ORS 23.570(2)(a) provides:

“A party seeking to redeem shall submit to the sheriff the evidence of his right thereto as follows:
“(a) Proof that the notice required by this section was given to the purchaser or redemptioner or waived.”

ORS 23.570(2) (c) provides:

“A party seeking to redeem shall submit to the sheriff the evidence of his right thereto as follows:
<<* * * * *
“(c) A copy of any assignment necessary to establish his claim, verified by the affidavit of himself or agent; an affidavit by himself or agent showing the amount then actually due on the judgment, decree or mortgage.”

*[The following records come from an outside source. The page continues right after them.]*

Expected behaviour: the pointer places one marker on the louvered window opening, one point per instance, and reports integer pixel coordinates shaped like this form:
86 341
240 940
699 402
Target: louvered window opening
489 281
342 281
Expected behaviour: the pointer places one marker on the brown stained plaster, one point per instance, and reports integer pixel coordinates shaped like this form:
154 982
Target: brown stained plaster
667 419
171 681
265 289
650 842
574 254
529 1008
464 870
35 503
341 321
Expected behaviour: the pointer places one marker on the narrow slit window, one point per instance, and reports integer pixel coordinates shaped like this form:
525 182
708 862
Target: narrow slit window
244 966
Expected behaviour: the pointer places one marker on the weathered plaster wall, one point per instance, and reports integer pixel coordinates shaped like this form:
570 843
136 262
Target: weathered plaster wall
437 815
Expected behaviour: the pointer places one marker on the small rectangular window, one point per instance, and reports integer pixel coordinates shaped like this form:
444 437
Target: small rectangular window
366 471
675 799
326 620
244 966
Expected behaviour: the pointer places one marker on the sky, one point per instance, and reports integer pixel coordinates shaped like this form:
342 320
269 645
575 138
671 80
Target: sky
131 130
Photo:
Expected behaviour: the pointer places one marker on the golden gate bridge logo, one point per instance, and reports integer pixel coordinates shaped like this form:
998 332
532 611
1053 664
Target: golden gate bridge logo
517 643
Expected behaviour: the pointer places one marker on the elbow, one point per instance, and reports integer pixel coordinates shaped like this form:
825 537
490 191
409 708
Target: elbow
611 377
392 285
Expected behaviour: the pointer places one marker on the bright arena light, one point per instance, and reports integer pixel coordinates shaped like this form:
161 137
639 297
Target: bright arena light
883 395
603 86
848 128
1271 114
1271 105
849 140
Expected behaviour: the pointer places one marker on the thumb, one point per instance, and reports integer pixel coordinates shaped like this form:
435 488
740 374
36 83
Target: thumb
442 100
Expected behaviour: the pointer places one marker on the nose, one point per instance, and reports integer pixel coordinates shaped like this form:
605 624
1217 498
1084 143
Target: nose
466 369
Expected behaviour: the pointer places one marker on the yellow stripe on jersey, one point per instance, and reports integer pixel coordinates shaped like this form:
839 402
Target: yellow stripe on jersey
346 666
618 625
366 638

Because of our disposition of this case, we need not reach defendant’s contention that ORS 23.460 violates defendant’s right to due process, because it fails to inform debtors of their redemption rights. Recent legislation, however, has addressed that problem. Oregon Laws 1981, chapter 840, section 12, codified as ORS 23.515, provides that notice of a debtor’s redemption rights be included in the notice to the debtor after sale on execution of residential property.